Cheaper yet powerful camera solutions

It’s been a while since my last blog post. During this past year, I’ve built a few other cameras yet released on this blog. In the meantime, I have been looking into options to make this work available to fellow amateur astronomers as a viable product. One major blocker here is the cost. FPGAs are expensive devices due to two factors: 1. They are less produced compared to ASIC and still uses state of art silicon process. 2. Massive area dedicated to routing and configuration logic. Let’s look at a simple comparison. The MicroZed board I’m using cost $200 with dual Cortex-A9 core clocking at 666MHz. This contrasts with quad core Ras Pi 3B clocking at doubling frequency. And it only cost $30.

However, using these single board computer SoC devices are not free from challenges. Most scientific CMOS sensors do not output data using standard MIPI CSI2 interfaces and require a FPGA fabric to do the conversion. Beyond that, we also need to choose a SoC that has CSI2 interfaces supporting high enough total bandwidth. Then to take functionality into consideration, it’d be preferable to enable edge computing/storage and provide internet hosting in a single solution.
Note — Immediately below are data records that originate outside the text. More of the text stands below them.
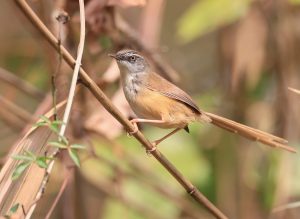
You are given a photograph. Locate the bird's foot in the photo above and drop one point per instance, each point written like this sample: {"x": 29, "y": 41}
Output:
{"x": 150, "y": 151}
{"x": 135, "y": 130}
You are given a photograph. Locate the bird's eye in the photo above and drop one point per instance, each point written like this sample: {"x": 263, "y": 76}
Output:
{"x": 132, "y": 58}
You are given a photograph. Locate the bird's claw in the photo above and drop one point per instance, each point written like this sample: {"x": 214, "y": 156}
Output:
{"x": 135, "y": 130}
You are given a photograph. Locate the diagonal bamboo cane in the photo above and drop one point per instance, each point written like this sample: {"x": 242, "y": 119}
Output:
{"x": 105, "y": 101}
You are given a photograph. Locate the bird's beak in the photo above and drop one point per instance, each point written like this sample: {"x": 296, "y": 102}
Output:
{"x": 113, "y": 56}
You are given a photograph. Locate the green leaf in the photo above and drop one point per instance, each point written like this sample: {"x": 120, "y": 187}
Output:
{"x": 294, "y": 2}
{"x": 63, "y": 139}
{"x": 54, "y": 128}
{"x": 58, "y": 144}
{"x": 58, "y": 122}
{"x": 42, "y": 162}
{"x": 74, "y": 156}
{"x": 39, "y": 124}
{"x": 77, "y": 146}
{"x": 20, "y": 169}
{"x": 30, "y": 154}
{"x": 14, "y": 208}
{"x": 22, "y": 157}
{"x": 45, "y": 119}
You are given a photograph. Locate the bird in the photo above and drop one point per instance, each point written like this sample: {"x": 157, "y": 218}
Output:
{"x": 159, "y": 102}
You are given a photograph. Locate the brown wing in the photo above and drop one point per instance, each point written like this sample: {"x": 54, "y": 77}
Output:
{"x": 161, "y": 85}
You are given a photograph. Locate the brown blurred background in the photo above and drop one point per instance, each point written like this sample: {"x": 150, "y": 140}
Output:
{"x": 236, "y": 58}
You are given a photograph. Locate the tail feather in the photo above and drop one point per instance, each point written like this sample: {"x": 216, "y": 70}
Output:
{"x": 250, "y": 133}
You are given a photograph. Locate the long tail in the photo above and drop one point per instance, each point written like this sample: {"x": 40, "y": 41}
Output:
{"x": 250, "y": 133}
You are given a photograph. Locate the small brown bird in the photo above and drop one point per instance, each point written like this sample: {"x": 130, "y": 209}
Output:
{"x": 159, "y": 102}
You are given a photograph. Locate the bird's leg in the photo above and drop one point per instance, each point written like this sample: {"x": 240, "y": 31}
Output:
{"x": 155, "y": 143}
{"x": 135, "y": 121}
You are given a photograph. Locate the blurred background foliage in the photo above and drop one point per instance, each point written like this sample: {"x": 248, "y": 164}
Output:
{"x": 235, "y": 57}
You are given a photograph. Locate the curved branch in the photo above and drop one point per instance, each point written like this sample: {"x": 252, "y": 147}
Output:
{"x": 107, "y": 104}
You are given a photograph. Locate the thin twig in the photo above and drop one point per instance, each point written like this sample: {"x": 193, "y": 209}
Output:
{"x": 286, "y": 207}
{"x": 71, "y": 93}
{"x": 58, "y": 196}
{"x": 107, "y": 104}
{"x": 20, "y": 84}
{"x": 139, "y": 172}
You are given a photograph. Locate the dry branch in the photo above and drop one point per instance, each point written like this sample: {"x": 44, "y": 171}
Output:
{"x": 105, "y": 101}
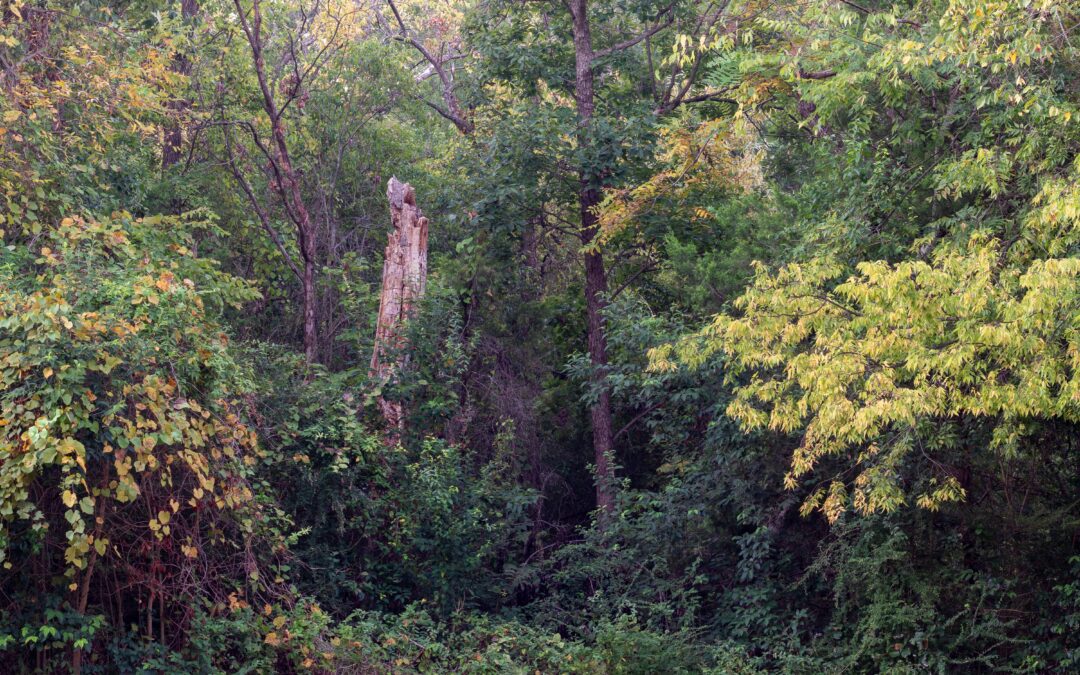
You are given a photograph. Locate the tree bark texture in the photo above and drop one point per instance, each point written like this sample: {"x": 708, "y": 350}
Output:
{"x": 595, "y": 274}
{"x": 404, "y": 281}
In the end, we conclude the next generation should have the following connectivity.

1. 1000Base-T Ethernet and built-in WiFi support

2. USB3.0 in type-C connector

3. Fast storage with PCI-E NVME SSD

Besides these, the device should be open enough with Technical Reference Manual (TRM) and driver source code available for its various IP blocks. Ras Pi clearly drops out due to limited CSI2 bandwidth and absence of fast I/O. After length and careful comparison, I landed on Rockchip RK3399. It has dual CSI2 providing a total 1.5GB/s bandwidth and powerful hex A72/A53 cores running above 1.5GHz for any processing. One platform from friendlyArm NanoPC-T4 board is the most compact among all 3399 dev kits. This board also has IO interfaces aligning on one edge making case design straightforward. It is vastly cheaper compared to Zynq MPSoC with similar I/O connectivity.

NanoPC T4

Two MIPI CSI2 connector on the right

Now the rest is to provide a cheap FPGA bridge between the sensor and CSI2 interface. The difficult part is of course the 1.5Gbs of MIPI CSI2 transmitter. On datasheet, the 7 series HR bank OSERDES is rated at 1250Mbs. But like any other chip vendor, Xilinx down rate the I/O with some conserved margin. It’s been shown before that these I/O can be toggled safely at 1.5Gbs for 1080P60 HDMI operation. But still, that is TMDS33 with a much larger swing compared to LVDS/SLVS for MIPI D-PHY. To test this out, I put a compatible connector on the last carrier card design using extra I/Os. Because D-PHY is a mix I/O standard running on the same wire, only the latest Ultrascale Plus supports it natively. To combine both low power single ended LVCMOS12 and high-speed differential SLVS using cheap 7 Series FPGA, we must add an external resistor network according to Figure 10 in Xilinx XAPP894.

PCB resistor network with some rework

It is possible though, to merge all LP positive and negative line respectively to save some I/O if we are only using high-speed differential signaling. In this case, tying these LP will toggle all four lanes into HS mode simultaneously. The resistor divider ratio has also been changed because I need to share with LVDS25 signals from CMOS sensor in the same HR bank.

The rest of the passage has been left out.